I stop myself from defending her; after all, if my evil plan is going to work, I have to keep it on the down low or everything will be ruined. Excessive standing up for friends might tip Fletcher off, so I play meek and mild: “I guess.” Well, I wasn’t about to give him more than that; I do have some dignity to maintain, even if it is slightly tarnished.
After I hang up, I feel overwhelmed by all the stuff I have to do. Checking the calendar (a cute one with big-eyed dogs and cats morphed into disturbing shapes), I see that I have exactly four weeks before P-Day (prom day, for those who couldn’t figure it out). I know I can take the classroom port
ion of the driver’s ed stuff online, and then I can get a learner’s permit, and I can get Dad to take me out driving so I can get some experience before the big day.
Euphoria notices that I’m frantically surfing the Web looking for driving courses. “Shelby, I hope you know that you’re not allowed to drive by yourself,” she clucks over my shoulder. “Even if you do get your learner’s permit, you have to have an adult in the car with you at all times.”

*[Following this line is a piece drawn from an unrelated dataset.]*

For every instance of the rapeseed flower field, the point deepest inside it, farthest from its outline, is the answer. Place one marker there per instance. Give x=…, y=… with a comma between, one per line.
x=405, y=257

“What’s your definition of an adult?” I ask, tapping away.
“Uh . . . an adult? Someone older than you are, someone with more experience.” I turn and grin at her. “Oh, no. I’m not going. Don’t drag me into this.”
“Euphoria, you’re my only hope. Dad will never help me with this. He’ll think it’s stupid and dishonest and dangerous.”
“Which it is.”
“Yeah, I know.” I groan. “But it’s the only way I can see to keep everyone happy.” I flutter my eyes at her, putting on my biggest, baddest puppy peepers to get her to do what I want. “Please? Euphoria, you’re kind of like my other parent, you know.”
She sort of chokes up a little, which sounds like rusty metal filings grating on a tin roof, and if she had tear ducts, I think she’d have cried. “Oh, Shelby,” she says softly. “That’s the sweetest thing anyone has ever said to me.”
I feel a little bit bad for manipulating her like that, but I ignore it and the feeling passes. I mean, it’s not like she can really get in trouble; she’s not a person, so I don’t think she can go to jail. And if I dress her up, I could probably pass her off as my old aunt Effie or something. Anyway, probably no one will stop me and so it won’t be an issue. But first, I have to get over the hurdle that is Dad.
I find him tinkering in his studio/lab/workshop in the converted garage. This is where I usually find him, if he’s not depressed and swinging on the front porch. No boring doorknobs for my dad; he has a door that swooshes open, like the ones in the old Star Trek. The room looks as if an auto shop, a factory, and Microsoft headquarters were sucked into a black hole and set back down in random order.